Thanks for all of the information guys, that was hugely helpful. I'll call NCEES and i'll post here whatever response I receive for the benefits of others. I ordered a digital watch from Amazon, but now thinking about, specially given the response by *txjennah*, the paranoia of a beep might not be worth the benefit. I might just have to leave it at home.


----------



## youngmotivatedengineer (Oct 18, 2018)

Since you just bought watch, it should have instructions.  As long as it isn't a smart watch and is a basic watch with no alarm, thereshouldn't be any beeping.  

You can bring food/snacks as long as it stays on floor. They usually encourage you to bring lunch also so you don't have to chase down food depending on the test location and it's proximity to restaurants. 

Bookbag is allowed but rolling suitcase makes it easier to haul since you will have a good number of books and the weight can add up. Don't worry about feeling like you have too much stuff. Test day you will see other candidates and wonder if they brought every single book they had from college. 

I handwritten notes issue will vary by procter and is a risk you need to decide if you want to take.
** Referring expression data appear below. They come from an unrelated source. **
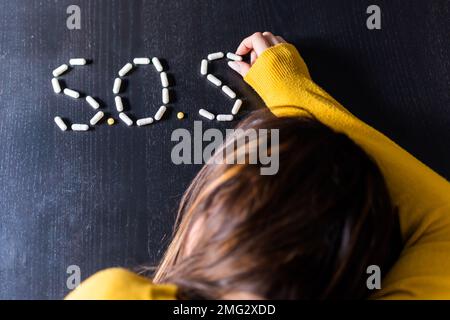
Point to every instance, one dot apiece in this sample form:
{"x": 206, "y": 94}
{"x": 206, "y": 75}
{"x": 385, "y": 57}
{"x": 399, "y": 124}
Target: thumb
{"x": 240, "y": 67}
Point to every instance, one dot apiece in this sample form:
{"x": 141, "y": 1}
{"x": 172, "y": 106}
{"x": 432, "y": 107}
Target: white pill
{"x": 117, "y": 85}
{"x": 237, "y": 106}
{"x": 144, "y": 121}
{"x": 56, "y": 85}
{"x": 214, "y": 80}
{"x": 224, "y": 117}
{"x": 95, "y": 119}
{"x": 71, "y": 93}
{"x": 164, "y": 79}
{"x": 166, "y": 98}
{"x": 79, "y": 127}
{"x": 206, "y": 114}
{"x": 141, "y": 61}
{"x": 119, "y": 103}
{"x": 60, "y": 123}
{"x": 204, "y": 67}
{"x": 77, "y": 62}
{"x": 160, "y": 113}
{"x": 157, "y": 64}
{"x": 60, "y": 70}
{"x": 229, "y": 92}
{"x": 92, "y": 102}
{"x": 234, "y": 57}
{"x": 215, "y": 56}
{"x": 125, "y": 119}
{"x": 125, "y": 69}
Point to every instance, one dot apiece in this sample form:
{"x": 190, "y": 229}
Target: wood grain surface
{"x": 108, "y": 197}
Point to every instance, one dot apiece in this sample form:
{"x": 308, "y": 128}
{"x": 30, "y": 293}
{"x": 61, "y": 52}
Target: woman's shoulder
{"x": 121, "y": 284}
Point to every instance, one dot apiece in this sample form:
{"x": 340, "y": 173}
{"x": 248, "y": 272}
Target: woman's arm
{"x": 121, "y": 284}
{"x": 279, "y": 75}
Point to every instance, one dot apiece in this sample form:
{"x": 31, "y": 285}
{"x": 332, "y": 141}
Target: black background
{"x": 108, "y": 197}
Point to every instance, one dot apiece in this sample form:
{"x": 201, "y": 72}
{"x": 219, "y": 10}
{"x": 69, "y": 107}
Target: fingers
{"x": 254, "y": 45}
{"x": 256, "y": 42}
{"x": 280, "y": 39}
{"x": 271, "y": 38}
{"x": 253, "y": 57}
{"x": 240, "y": 67}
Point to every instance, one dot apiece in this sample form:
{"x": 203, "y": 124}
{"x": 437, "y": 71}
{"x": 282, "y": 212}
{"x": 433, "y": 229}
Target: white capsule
{"x": 60, "y": 123}
{"x": 165, "y": 94}
{"x": 141, "y": 61}
{"x": 157, "y": 64}
{"x": 234, "y": 57}
{"x": 117, "y": 85}
{"x": 224, "y": 117}
{"x": 214, "y": 80}
{"x": 144, "y": 121}
{"x": 125, "y": 69}
{"x": 237, "y": 106}
{"x": 79, "y": 127}
{"x": 77, "y": 62}
{"x": 215, "y": 56}
{"x": 125, "y": 119}
{"x": 96, "y": 118}
{"x": 229, "y": 92}
{"x": 56, "y": 85}
{"x": 204, "y": 67}
{"x": 71, "y": 93}
{"x": 164, "y": 79}
{"x": 119, "y": 103}
{"x": 206, "y": 114}
{"x": 92, "y": 102}
{"x": 160, "y": 113}
{"x": 60, "y": 70}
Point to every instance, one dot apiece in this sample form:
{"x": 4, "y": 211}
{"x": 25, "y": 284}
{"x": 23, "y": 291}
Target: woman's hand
{"x": 256, "y": 44}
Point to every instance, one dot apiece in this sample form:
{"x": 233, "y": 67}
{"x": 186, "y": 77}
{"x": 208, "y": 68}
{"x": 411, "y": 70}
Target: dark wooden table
{"x": 108, "y": 197}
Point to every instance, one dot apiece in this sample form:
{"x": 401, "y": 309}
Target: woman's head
{"x": 309, "y": 231}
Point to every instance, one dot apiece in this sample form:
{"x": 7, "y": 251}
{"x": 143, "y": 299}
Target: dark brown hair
{"x": 308, "y": 232}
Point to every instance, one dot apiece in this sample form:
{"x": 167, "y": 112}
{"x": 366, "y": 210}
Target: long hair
{"x": 308, "y": 232}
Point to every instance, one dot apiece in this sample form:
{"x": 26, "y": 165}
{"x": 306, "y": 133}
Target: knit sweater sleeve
{"x": 281, "y": 78}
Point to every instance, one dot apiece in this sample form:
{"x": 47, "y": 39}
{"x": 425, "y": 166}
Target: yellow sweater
{"x": 281, "y": 78}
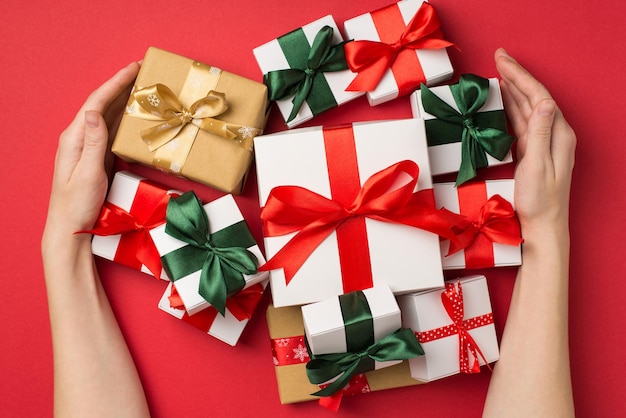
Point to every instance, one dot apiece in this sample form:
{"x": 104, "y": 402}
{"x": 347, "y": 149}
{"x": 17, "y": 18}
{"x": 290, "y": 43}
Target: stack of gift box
{"x": 356, "y": 234}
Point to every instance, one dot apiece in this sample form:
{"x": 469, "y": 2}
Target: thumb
{"x": 96, "y": 139}
{"x": 539, "y": 133}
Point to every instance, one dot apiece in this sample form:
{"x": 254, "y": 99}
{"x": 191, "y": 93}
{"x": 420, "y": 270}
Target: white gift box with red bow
{"x": 439, "y": 335}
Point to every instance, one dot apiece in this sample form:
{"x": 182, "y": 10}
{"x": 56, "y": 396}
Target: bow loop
{"x": 400, "y": 345}
{"x": 470, "y": 95}
{"x": 371, "y": 59}
{"x": 324, "y": 56}
{"x": 223, "y": 266}
{"x": 452, "y": 300}
{"x": 496, "y": 220}
{"x": 159, "y": 103}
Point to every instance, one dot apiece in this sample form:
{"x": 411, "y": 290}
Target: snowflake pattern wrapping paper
{"x": 290, "y": 357}
{"x": 217, "y": 116}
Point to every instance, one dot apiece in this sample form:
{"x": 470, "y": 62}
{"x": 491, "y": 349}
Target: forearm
{"x": 532, "y": 377}
{"x": 94, "y": 374}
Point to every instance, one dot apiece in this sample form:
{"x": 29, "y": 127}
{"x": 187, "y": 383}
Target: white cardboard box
{"x": 221, "y": 213}
{"x": 424, "y": 311}
{"x": 406, "y": 258}
{"x": 435, "y": 63}
{"x": 270, "y": 57}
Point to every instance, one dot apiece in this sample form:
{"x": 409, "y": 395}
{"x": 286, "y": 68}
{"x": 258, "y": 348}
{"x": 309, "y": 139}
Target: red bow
{"x": 452, "y": 301}
{"x": 371, "y": 59}
{"x": 291, "y": 208}
{"x": 147, "y": 212}
{"x": 496, "y": 220}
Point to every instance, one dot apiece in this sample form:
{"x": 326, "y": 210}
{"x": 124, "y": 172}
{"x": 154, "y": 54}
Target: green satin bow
{"x": 401, "y": 345}
{"x": 222, "y": 256}
{"x": 477, "y": 137}
{"x": 302, "y": 79}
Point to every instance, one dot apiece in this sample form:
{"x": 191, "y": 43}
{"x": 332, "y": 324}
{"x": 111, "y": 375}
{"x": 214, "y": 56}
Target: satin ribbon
{"x": 296, "y": 209}
{"x": 159, "y": 103}
{"x": 494, "y": 221}
{"x": 147, "y": 211}
{"x": 305, "y": 79}
{"x": 470, "y": 94}
{"x": 400, "y": 345}
{"x": 371, "y": 59}
{"x": 223, "y": 258}
{"x": 241, "y": 305}
{"x": 452, "y": 301}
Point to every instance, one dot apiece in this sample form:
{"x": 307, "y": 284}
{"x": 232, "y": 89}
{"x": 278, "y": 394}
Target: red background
{"x": 54, "y": 53}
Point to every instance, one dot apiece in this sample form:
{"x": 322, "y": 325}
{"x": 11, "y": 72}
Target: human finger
{"x": 96, "y": 140}
{"x": 539, "y": 133}
{"x": 519, "y": 78}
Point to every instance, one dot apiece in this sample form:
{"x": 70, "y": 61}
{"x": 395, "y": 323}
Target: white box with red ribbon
{"x": 495, "y": 239}
{"x": 455, "y": 327}
{"x": 409, "y": 21}
{"x": 134, "y": 206}
{"x": 317, "y": 189}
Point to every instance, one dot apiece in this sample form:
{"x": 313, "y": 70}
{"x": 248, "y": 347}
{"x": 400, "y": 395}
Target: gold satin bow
{"x": 158, "y": 102}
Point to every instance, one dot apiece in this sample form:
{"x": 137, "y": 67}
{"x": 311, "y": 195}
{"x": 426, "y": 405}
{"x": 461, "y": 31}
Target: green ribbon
{"x": 305, "y": 78}
{"x": 222, "y": 257}
{"x": 362, "y": 351}
{"x": 481, "y": 133}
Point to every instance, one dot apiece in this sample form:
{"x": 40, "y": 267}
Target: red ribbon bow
{"x": 452, "y": 301}
{"x": 371, "y": 59}
{"x": 147, "y": 212}
{"x": 241, "y": 305}
{"x": 292, "y": 208}
{"x": 496, "y": 220}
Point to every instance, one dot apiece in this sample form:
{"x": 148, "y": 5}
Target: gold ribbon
{"x": 171, "y": 140}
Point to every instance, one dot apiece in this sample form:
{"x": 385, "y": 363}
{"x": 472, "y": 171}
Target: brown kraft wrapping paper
{"x": 293, "y": 384}
{"x": 213, "y": 160}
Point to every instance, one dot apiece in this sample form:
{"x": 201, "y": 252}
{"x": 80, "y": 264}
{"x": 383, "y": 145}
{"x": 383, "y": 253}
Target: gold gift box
{"x": 216, "y": 161}
{"x": 293, "y": 384}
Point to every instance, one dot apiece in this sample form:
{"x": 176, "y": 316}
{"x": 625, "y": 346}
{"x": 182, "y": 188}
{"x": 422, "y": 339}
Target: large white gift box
{"x": 439, "y": 335}
{"x": 335, "y": 163}
{"x": 271, "y": 56}
{"x": 470, "y": 199}
{"x": 386, "y": 25}
{"x": 221, "y": 213}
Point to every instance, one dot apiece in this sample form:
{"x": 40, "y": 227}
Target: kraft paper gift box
{"x": 488, "y": 205}
{"x": 192, "y": 120}
{"x": 453, "y": 132}
{"x": 290, "y": 356}
{"x": 380, "y": 74}
{"x": 451, "y": 346}
{"x": 288, "y": 55}
{"x": 336, "y": 163}
{"x": 132, "y": 200}
{"x": 185, "y": 263}
{"x": 227, "y": 328}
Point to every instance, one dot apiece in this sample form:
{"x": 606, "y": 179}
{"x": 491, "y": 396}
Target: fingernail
{"x": 92, "y": 119}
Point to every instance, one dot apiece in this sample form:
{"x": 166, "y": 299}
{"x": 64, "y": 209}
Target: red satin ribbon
{"x": 241, "y": 306}
{"x": 292, "y": 208}
{"x": 292, "y": 350}
{"x": 371, "y": 59}
{"x": 452, "y": 301}
{"x": 146, "y": 212}
{"x": 493, "y": 221}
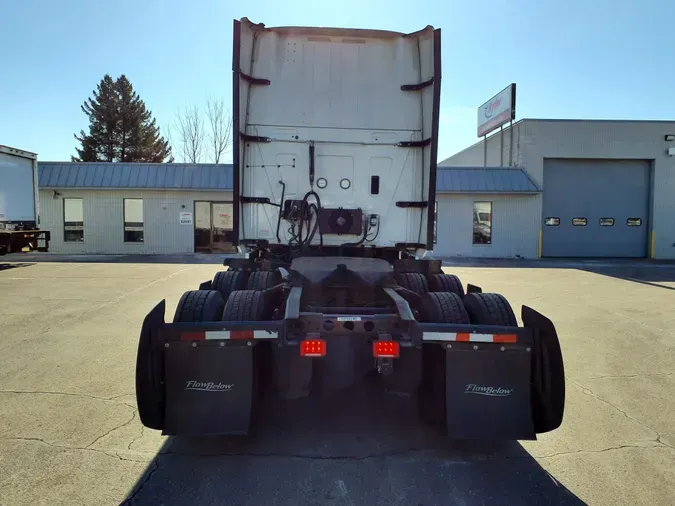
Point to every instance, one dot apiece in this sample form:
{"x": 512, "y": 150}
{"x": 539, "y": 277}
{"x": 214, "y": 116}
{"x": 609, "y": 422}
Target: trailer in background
{"x": 19, "y": 203}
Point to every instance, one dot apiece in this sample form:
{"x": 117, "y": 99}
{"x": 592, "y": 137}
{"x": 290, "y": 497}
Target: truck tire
{"x": 446, "y": 283}
{"x": 227, "y": 282}
{"x": 437, "y": 307}
{"x": 199, "y": 306}
{"x": 149, "y": 389}
{"x": 443, "y": 307}
{"x": 413, "y": 281}
{"x": 489, "y": 309}
{"x": 244, "y": 306}
{"x": 261, "y": 280}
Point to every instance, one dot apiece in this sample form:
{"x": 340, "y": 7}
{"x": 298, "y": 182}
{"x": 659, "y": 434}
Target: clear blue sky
{"x": 570, "y": 59}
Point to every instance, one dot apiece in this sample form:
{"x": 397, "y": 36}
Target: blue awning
{"x": 484, "y": 180}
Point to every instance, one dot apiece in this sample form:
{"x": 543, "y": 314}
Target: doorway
{"x": 213, "y": 227}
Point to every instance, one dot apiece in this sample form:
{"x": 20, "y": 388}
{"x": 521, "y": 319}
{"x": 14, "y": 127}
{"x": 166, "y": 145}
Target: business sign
{"x": 498, "y": 110}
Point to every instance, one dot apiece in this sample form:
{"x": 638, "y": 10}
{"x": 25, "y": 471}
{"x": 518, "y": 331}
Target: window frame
{"x": 124, "y": 222}
{"x": 65, "y": 231}
{"x": 473, "y": 227}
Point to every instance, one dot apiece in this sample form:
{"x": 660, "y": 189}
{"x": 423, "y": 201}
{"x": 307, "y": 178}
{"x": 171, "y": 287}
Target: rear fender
{"x": 548, "y": 372}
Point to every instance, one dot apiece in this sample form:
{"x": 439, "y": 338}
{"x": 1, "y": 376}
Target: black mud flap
{"x": 548, "y": 372}
{"x": 150, "y": 370}
{"x": 209, "y": 389}
{"x": 488, "y": 392}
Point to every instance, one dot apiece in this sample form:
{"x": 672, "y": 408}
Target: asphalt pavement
{"x": 70, "y": 434}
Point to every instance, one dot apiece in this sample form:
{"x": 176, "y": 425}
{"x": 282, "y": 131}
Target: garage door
{"x": 595, "y": 208}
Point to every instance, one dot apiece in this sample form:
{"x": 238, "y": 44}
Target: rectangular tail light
{"x": 385, "y": 349}
{"x": 313, "y": 348}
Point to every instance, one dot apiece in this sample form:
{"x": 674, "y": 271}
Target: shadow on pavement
{"x": 647, "y": 272}
{"x": 4, "y": 267}
{"x": 354, "y": 447}
{"x": 187, "y": 258}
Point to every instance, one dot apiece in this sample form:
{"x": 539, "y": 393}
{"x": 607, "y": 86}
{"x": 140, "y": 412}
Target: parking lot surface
{"x": 70, "y": 434}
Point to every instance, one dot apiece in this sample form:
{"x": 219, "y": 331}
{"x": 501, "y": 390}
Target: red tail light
{"x": 241, "y": 334}
{"x": 313, "y": 348}
{"x": 385, "y": 349}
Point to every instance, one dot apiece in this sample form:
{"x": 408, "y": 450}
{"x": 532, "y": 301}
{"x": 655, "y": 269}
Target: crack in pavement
{"x": 72, "y": 394}
{"x": 611, "y": 448}
{"x": 133, "y": 416}
{"x": 105, "y": 452}
{"x": 590, "y": 393}
{"x": 612, "y": 376}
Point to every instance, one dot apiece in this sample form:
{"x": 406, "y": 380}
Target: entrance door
{"x": 213, "y": 227}
{"x": 221, "y": 230}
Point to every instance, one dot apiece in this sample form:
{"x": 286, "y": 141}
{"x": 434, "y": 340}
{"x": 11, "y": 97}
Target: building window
{"x": 435, "y": 221}
{"x": 482, "y": 223}
{"x": 133, "y": 220}
{"x": 73, "y": 220}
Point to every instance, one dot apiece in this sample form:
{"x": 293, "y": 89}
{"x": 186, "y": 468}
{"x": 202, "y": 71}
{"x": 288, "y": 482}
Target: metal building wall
{"x": 515, "y": 226}
{"x": 642, "y": 140}
{"x": 104, "y": 216}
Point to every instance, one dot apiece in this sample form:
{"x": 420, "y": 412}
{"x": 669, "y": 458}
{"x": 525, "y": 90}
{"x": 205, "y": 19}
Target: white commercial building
{"x": 552, "y": 188}
{"x": 607, "y": 191}
{"x": 131, "y": 208}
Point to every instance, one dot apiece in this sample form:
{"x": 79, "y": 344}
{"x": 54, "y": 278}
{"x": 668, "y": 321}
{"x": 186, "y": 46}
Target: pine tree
{"x": 103, "y": 111}
{"x": 120, "y": 127}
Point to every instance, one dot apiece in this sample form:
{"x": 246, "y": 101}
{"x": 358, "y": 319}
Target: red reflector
{"x": 192, "y": 336}
{"x": 241, "y": 334}
{"x": 504, "y": 338}
{"x": 313, "y": 348}
{"x": 385, "y": 349}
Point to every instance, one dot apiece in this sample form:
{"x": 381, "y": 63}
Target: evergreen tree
{"x": 103, "y": 111}
{"x": 120, "y": 127}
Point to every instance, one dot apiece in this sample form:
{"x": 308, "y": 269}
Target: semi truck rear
{"x": 335, "y": 152}
{"x": 19, "y": 202}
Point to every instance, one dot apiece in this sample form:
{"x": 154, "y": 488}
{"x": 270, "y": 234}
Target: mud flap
{"x": 488, "y": 392}
{"x": 548, "y": 372}
{"x": 209, "y": 389}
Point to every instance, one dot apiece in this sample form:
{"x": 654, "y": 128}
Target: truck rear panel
{"x": 349, "y": 114}
{"x": 18, "y": 191}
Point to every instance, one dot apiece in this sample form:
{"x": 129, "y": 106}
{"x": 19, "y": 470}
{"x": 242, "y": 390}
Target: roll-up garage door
{"x": 595, "y": 208}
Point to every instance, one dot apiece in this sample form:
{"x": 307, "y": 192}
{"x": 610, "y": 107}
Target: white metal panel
{"x": 17, "y": 186}
{"x": 515, "y": 226}
{"x": 340, "y": 90}
{"x": 104, "y": 220}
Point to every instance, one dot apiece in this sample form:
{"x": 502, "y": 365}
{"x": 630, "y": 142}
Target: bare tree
{"x": 190, "y": 132}
{"x": 220, "y": 122}
{"x": 169, "y": 139}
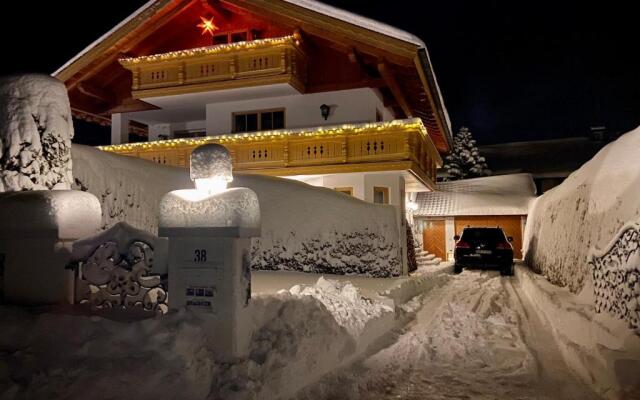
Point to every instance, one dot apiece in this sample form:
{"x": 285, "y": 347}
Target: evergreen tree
{"x": 465, "y": 160}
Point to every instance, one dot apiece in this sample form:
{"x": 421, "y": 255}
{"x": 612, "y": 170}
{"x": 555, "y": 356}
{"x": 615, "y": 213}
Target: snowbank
{"x": 304, "y": 228}
{"x": 297, "y": 337}
{"x": 584, "y": 215}
{"x": 35, "y": 133}
{"x": 600, "y": 349}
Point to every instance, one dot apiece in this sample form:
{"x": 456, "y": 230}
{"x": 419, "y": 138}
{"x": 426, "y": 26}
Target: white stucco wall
{"x": 303, "y": 110}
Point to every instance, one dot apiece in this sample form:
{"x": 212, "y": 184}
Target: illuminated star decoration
{"x": 207, "y": 26}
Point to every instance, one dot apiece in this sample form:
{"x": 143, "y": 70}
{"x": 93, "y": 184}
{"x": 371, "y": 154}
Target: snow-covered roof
{"x": 312, "y": 5}
{"x": 495, "y": 195}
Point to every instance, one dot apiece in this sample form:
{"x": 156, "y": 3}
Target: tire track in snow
{"x": 473, "y": 338}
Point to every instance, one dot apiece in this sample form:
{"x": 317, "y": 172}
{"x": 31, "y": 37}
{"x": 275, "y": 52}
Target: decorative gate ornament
{"x": 616, "y": 276}
{"x": 115, "y": 271}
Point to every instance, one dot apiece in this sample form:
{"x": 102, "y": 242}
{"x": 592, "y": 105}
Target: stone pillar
{"x": 37, "y": 230}
{"x": 209, "y": 230}
{"x": 119, "y": 128}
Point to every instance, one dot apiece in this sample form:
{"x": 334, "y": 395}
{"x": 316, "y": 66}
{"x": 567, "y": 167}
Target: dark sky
{"x": 509, "y": 70}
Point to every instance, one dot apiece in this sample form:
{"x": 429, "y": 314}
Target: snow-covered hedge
{"x": 304, "y": 228}
{"x": 571, "y": 228}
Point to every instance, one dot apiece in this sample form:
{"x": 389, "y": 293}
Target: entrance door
{"x": 433, "y": 238}
{"x": 511, "y": 224}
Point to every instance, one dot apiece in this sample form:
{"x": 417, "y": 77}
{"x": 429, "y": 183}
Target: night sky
{"x": 508, "y": 71}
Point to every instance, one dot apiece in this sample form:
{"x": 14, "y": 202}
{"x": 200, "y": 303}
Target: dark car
{"x": 485, "y": 248}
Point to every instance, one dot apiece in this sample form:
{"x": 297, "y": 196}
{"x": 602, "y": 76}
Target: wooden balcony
{"x": 400, "y": 145}
{"x": 226, "y": 66}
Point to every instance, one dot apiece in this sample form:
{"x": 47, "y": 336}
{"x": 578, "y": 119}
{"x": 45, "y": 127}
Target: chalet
{"x": 293, "y": 88}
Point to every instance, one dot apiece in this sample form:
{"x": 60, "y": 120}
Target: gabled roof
{"x": 393, "y": 44}
{"x": 494, "y": 195}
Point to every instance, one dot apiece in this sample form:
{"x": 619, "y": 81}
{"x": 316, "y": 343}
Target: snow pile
{"x": 237, "y": 207}
{"x": 304, "y": 228}
{"x": 495, "y": 195}
{"x": 600, "y": 349}
{"x": 350, "y": 309}
{"x": 296, "y": 339}
{"x": 584, "y": 215}
{"x": 129, "y": 189}
{"x": 211, "y": 160}
{"x": 36, "y": 129}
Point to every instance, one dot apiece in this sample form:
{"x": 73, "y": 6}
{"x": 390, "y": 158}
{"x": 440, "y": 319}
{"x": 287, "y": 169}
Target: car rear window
{"x": 485, "y": 234}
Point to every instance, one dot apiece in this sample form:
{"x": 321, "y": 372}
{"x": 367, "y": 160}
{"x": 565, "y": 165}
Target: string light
{"x": 207, "y": 26}
{"x": 199, "y": 51}
{"x": 413, "y": 124}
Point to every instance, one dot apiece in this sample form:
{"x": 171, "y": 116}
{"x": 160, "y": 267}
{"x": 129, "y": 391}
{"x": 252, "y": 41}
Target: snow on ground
{"x": 297, "y": 336}
{"x": 585, "y": 213}
{"x": 304, "y": 228}
{"x": 602, "y": 350}
{"x": 474, "y": 337}
{"x": 35, "y": 133}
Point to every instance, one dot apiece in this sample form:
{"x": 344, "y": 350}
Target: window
{"x": 188, "y": 134}
{"x": 345, "y": 190}
{"x": 258, "y": 121}
{"x": 380, "y": 195}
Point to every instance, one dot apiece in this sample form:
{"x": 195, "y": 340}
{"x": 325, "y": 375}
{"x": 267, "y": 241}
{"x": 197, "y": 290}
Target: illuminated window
{"x": 188, "y": 134}
{"x": 345, "y": 190}
{"x": 380, "y": 195}
{"x": 258, "y": 121}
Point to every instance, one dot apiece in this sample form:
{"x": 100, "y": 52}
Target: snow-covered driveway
{"x": 476, "y": 337}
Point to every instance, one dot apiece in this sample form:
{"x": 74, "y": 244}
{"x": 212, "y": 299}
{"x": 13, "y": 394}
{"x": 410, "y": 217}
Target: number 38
{"x": 200, "y": 255}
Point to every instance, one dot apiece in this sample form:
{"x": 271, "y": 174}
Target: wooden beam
{"x": 367, "y": 70}
{"x": 329, "y": 87}
{"x": 394, "y": 87}
{"x": 132, "y": 33}
{"x": 95, "y": 92}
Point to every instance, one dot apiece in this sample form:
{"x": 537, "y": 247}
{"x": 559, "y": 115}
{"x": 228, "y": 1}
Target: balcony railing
{"x": 382, "y": 146}
{"x": 257, "y": 62}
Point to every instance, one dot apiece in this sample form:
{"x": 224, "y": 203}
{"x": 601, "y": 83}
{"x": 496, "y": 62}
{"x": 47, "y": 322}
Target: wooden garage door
{"x": 509, "y": 223}
{"x": 433, "y": 238}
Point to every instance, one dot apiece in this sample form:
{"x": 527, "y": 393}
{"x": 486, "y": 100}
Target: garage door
{"x": 433, "y": 238}
{"x": 509, "y": 223}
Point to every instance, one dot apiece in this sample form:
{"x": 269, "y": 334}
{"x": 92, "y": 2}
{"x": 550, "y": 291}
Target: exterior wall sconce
{"x": 325, "y": 110}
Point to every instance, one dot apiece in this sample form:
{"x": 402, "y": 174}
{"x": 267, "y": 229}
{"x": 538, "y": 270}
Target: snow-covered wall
{"x": 572, "y": 229}
{"x": 304, "y": 228}
{"x": 35, "y": 133}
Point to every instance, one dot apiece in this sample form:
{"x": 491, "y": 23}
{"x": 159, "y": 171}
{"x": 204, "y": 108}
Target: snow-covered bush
{"x": 304, "y": 228}
{"x": 465, "y": 160}
{"x": 36, "y": 129}
{"x": 572, "y": 228}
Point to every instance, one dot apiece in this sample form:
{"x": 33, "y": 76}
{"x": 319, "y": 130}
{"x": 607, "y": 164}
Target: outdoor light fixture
{"x": 324, "y": 110}
{"x": 412, "y": 206}
{"x": 207, "y": 26}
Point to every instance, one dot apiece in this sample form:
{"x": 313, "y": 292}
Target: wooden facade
{"x": 160, "y": 51}
{"x": 226, "y": 66}
{"x": 400, "y": 145}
The problem is that test rules says you can only write in test booklet and nothing else.  If a proctor thinks you are writing in your notes/reference books and all your notes are in pencil, it's nearly impossible to proove which are old notes from when you studied and what they thought you were just writing during the exam. Having photocopied notes or notes written in pen eliminates thi's uncertainty.


----------



## bsimms89 (Oct 23, 2018)

In NY city only watches were allowed, it was REQUIRED to stay on your wrist, no table top clocks, nor could the watch be taken off and placed on the table.

No snacks or drinks were permitted, if brought they had to be checked with the proctor along with your lunch.


----------